NEW YORK (CNNMoney). — Choose your Facebook friends wisely; they could help you get approved — or rejected — for a loan.
A handful of tech startups are using social data to determine the risk of lending to people who have a difficult time accessing credit. Traditional lenders rely heavily on credit scores like FICO, which look at payments history. They typically steer clear of the millions of people who don’t have credit scores.
But some financial lending companies have found that social connections can be a good indicator of a person’s creditworthiness.
One such company, Lenddo, determines if you are friends on Facebook (FB) with someone who was late paying back a loan to Lenddo. If so, that’s bad news for you.

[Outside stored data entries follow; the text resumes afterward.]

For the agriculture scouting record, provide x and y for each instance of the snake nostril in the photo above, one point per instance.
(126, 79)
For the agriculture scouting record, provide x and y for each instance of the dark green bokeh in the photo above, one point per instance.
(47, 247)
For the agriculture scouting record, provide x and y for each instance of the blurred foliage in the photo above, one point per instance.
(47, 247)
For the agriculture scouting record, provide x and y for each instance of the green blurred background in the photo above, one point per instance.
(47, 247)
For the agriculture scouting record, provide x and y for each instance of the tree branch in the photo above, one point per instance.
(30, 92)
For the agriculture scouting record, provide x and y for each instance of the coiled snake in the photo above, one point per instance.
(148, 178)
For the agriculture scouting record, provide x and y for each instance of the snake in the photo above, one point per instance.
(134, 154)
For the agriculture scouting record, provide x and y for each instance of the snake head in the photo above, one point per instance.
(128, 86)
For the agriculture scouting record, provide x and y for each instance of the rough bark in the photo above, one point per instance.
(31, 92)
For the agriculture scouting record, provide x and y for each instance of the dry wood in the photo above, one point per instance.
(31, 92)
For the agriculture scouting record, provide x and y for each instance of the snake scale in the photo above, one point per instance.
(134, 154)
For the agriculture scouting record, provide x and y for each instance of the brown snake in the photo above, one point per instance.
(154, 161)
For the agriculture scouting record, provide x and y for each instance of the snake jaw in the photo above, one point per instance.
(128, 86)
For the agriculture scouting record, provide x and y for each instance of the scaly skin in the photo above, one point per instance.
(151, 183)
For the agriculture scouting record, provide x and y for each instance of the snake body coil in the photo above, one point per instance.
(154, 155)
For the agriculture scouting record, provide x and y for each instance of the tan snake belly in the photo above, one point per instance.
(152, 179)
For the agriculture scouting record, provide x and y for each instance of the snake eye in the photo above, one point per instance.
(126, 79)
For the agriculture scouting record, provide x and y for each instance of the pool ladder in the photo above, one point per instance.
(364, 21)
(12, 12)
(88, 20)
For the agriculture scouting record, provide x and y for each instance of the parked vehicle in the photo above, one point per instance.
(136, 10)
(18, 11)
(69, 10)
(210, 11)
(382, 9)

It’s even worse news if the delinquent friend is someone you frequently interact with.
“It turns out humans are really good at knowing who is trustworthy and reliable in their community,” said Jeff Stewart, a co-founder and CEO of Lenddo. “What’s new is that we’re now able to measure through massive computing power.”
A German company called Kreditech says that it uses up to 8,000 data points when assessing an application for a loan.
In addition to data from Facebook, eBay or Amazon (AMZN, Fortune 500) accounts. Kreditech also gathers information from the manner in which a customer fills out the online application. For example, your chances of getting a loan improve if you spend time reading information about the loan on Kreditech’s website. If you fill out the application typing in all-caps (or with no caps), you’re knocked down a couple pegs in Kreditech’s eyes.